# No. 1A Folding Pocket Kodak Model D Camera



## Old_and_balding (Feb 5, 2016)

I am looking at selling my camera on Ebay .  The back of the camera says it is a No 1A Folding Pocket Kodak Model D but the front of the camera is different from every other one that is posted on Ebay. Here are a couple of photos of the front and the inside of the case.  Can someone tell me why it is different from the rest.

Thank you.

Larry


----------



## 480sparky (Feb 5, 2016)

Kodak made a bazillion different models.  You might try looking here.

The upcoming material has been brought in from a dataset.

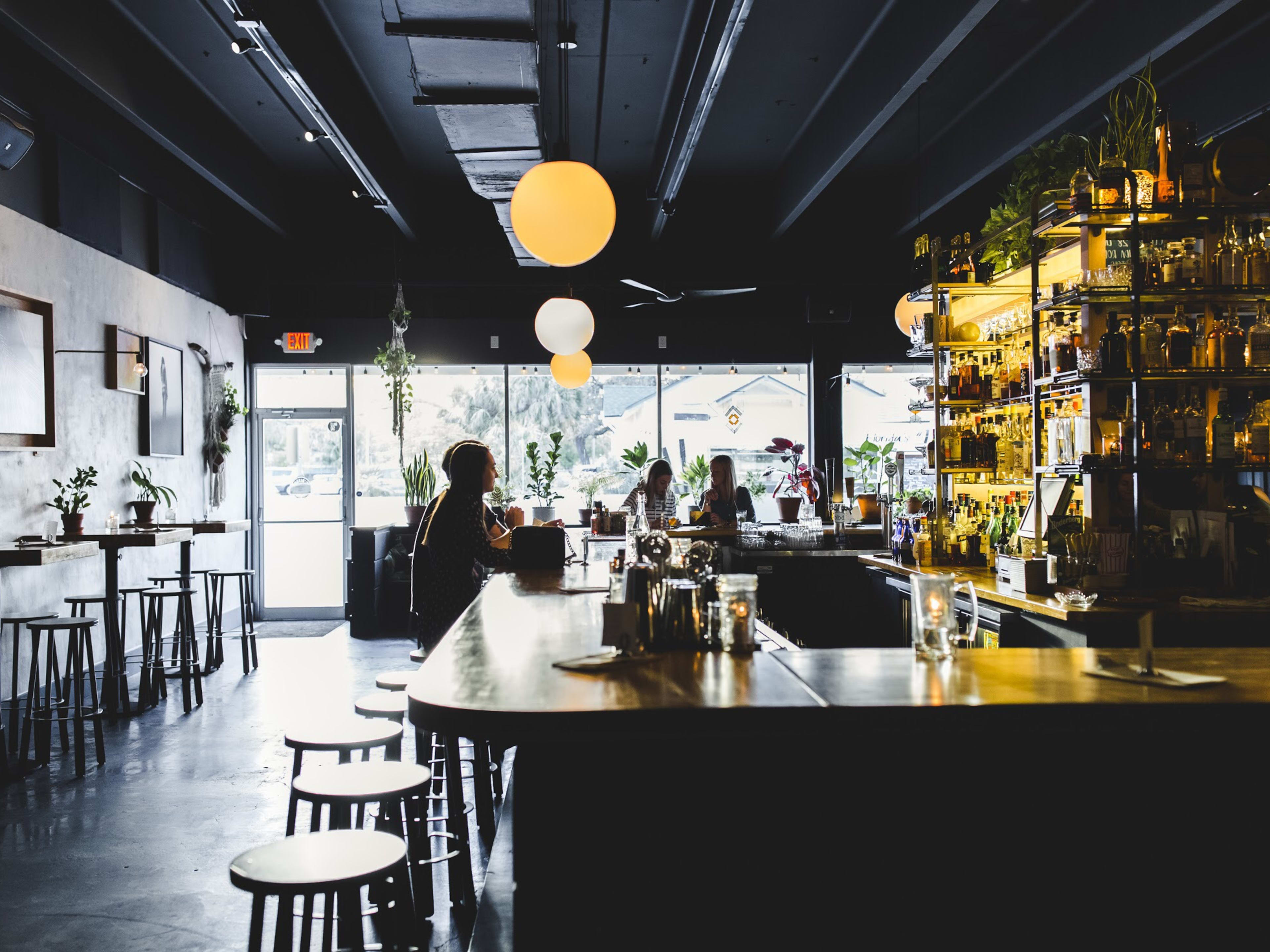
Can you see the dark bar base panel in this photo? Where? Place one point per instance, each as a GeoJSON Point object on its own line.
{"type": "Point", "coordinates": [882, 842]}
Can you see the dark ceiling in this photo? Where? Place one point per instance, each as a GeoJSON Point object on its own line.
{"type": "Point", "coordinates": [835, 129]}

Yours might be a cannibalized version, using the back from a totally different camera.


----------



## compur (Feb 6, 2016)

Yes, I think a previous owner swapped backs. The camera appears to be one of the 1A Special Kodak models like the one on the left in the photo here:

Special Kodaks

The Special Kodaks had a number of variations and were available with various lenses including the Zeiss Kodak Anastigmat that your camera has. They were expensive cameras in their day costing around $50-$60.


----------



## Old_and_balding (Feb 6, 2016)

That makes total sense since the number listed on the back of the front support is 41672-S.   I expect that the S probably indicates Special.  What do you think ?  Does that make sense ?  Any idea of the value?

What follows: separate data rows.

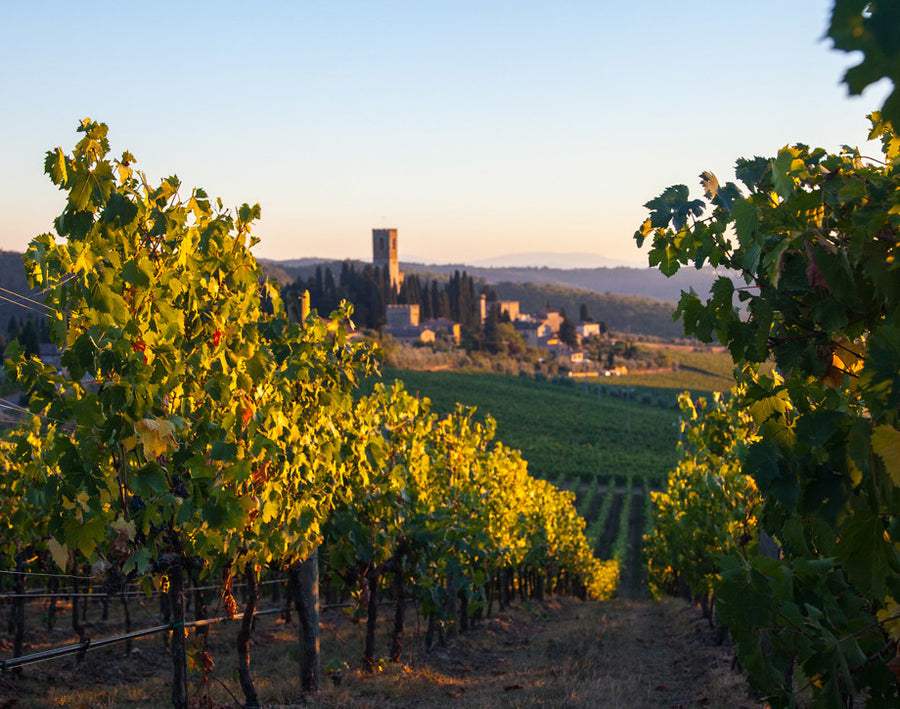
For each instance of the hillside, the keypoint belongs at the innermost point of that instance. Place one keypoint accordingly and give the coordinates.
(12, 277)
(621, 313)
(622, 297)
(621, 280)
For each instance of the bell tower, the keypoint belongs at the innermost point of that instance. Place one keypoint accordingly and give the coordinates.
(384, 253)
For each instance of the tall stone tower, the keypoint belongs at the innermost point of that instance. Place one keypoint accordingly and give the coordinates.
(384, 253)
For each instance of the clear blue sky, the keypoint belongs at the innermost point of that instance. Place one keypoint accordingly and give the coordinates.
(475, 128)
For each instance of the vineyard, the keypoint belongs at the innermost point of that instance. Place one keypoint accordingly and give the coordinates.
(196, 441)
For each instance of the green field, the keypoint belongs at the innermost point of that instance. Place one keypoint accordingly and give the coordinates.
(561, 429)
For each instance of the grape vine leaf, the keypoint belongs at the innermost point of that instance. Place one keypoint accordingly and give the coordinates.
(886, 444)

I appreciate your assistance.


----------



## minicoop1985 (Feb 6, 2016)

I'm guessing, from experience, between $25 and $50.


----------



## Old_and_balding (Feb 7, 2016)

I did finally find a camera with the same Kodak Automatic plate over the lens.  It was an Ebay auction item in England. It was advertised as a 1A Special.  The Backplate said Model C.  However, the parts on the front of the platform were different.  I've attached the photo.


----------